Nach Angaben von Alexander Czech, Pressesprecher des Polizeipräsidiums Oberfranken, ist die spezielle Form der Fahndung sowohl mit den Familienangehörigen des Opfers als auch mit der zuständigen Staatsanwaltschaft abgestimmt. Die Leiche des 24-Jährigen war in der Nacht auf den 19. August 2020 auf einem Fuß- und Radweg nahe der Universität Bayreuth von Passanten gefunden worden. Die Polizei geht davon aus, dass der Informatik-Student erstochen wurde.
Seitdem läuft eine intensive Suche nach dem Täter. Auch in der ZDFSendung „Aktenzeichen XY… ungelöst“wurde der Fall schon geschildert. Im Anschluss an die Sendung sind dann auch mehr als 60 Hinweise aus der Bevölkerung eingegangen. Zur Ergreifung des Täters führte aber nach Mitteilung der Polizei bislang keiner. Auch das Motiv ist völlig unklar.

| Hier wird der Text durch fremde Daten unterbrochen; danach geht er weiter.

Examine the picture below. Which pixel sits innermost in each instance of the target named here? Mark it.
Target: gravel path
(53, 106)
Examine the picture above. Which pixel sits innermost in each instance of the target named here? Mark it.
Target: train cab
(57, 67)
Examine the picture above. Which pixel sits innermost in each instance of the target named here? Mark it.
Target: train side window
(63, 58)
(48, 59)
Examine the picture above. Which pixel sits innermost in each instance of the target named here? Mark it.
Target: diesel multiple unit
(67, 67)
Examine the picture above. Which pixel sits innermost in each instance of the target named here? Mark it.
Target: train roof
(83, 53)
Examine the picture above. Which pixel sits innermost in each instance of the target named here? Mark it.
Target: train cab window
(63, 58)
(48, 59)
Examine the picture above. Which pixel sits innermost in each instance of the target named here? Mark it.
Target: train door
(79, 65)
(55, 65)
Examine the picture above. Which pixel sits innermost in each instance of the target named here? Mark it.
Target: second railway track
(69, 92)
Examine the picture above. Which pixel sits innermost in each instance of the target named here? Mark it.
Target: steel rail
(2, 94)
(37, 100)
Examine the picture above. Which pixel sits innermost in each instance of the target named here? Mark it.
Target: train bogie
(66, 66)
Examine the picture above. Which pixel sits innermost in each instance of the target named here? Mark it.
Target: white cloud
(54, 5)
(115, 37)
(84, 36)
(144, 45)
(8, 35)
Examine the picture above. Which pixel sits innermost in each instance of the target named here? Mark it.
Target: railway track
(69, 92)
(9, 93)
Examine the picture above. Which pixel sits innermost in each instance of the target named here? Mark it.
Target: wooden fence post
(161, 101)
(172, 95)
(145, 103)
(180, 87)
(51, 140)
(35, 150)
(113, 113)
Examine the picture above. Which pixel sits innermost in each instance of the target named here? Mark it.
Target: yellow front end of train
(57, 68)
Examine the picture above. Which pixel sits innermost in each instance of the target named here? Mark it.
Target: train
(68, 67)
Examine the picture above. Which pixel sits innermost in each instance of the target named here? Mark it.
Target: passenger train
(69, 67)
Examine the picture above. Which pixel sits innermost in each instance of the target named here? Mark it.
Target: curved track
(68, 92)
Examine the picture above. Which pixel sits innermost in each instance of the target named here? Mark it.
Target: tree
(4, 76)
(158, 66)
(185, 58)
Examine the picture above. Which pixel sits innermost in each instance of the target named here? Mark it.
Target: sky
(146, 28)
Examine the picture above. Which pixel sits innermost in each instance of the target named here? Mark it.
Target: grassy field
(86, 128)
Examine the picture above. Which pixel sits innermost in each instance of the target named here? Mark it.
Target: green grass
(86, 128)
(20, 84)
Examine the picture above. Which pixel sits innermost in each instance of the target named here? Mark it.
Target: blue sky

Im Januar 2021 hatten Spezialisten der Kripo zwei mögliche Täterprofile veröffentlicht: Dieser könnte ihrer Meinung nach psychisch auffällig sein, aus irrationaler Angst und einem Gefühl der Bedrohung heraus gehandelt haben. Es könnte aber auch sein, dass der Täter eine Tötungsfantasie umsetzte. Am Tatort wurde ein Hammerkopf sichergestellt. Die Beamten schließen nicht aus, dass dieses Werkzeug vor der Tatnacht gestohlen worden ist. Der Metallkopf sei Teil eines älteren Schlosserhammers, heißt es. Aber auch diese Spur brachte keinen Durchbruch bei den Ermittlungen.
Darum haben sich die Ermittler also jetzt zu der Plakataktion entschlossen, die in sozialen Netzwerken durchaus kontrovers diskutiert wird. Ziel ist es nach Mitteilung des oberfränkischen Polizeisprechers, den Fahndungsaufruf aufrechtzuerhalten und gleichzeitig die Anwohner, aber auch vorbeikommende Personen für den Fall zu sensibilisieren. „Wir wollen nichts unversucht lassen, den entscheidenden Hinweis doch noch zu bekommen“, sagt Czech. Vielleicht erinnere sich doch der eine oder andere an die Tat. Jede Kleinigkeit könne das entscheidende Puzzle zur Lösung des Falles sein. Entstanden sei der Gedanke in der Sonderkommission „Radweg“, als die Frage diskutiert worden ist, wie man weitere Hinweise erhalten könnte, wenn die normalen Kommunikationsmittel der Polizei ausgeschöpft seien.
So ungewöhnlich in diesem Fall das Fahndungsmittel ist, offene Mordfälle sind bei der Kriminalpolizei nichts Außergewöhnliches. Auch im Bereich der zwei schwäbischen Polizeipräsidien sind noch Mordfälle ungelöst. In Kempten ist nach Auskunft der Pressestelle beispielsweise der Tod eines Fünfjährigen nach einer Brandstiftung aus dem Jahr 1990 ungeklärt. Die Polizei hat dabei im vergangenen Jahr die Ermittlungen zu einem Brandanschlag auf ein Mehrfamilienhaus in Kempten aus dem Jahr 1990 wieder aufgenommen. Geprüft wird dabei auch, ob die Tat einen rechtsextremistischen Hintergrund hatte. Bei dem Anschlag auf das von türkischen Familien bewohnte Haus war ein Bub ums Leben gekommen. In Nordschwaben wird noch immer im Fall eines Doppelmords an zwei unbekannten Frauen bei Oettingen (Landkreis Donau-Ries) im Jahr 1995 ermittelt.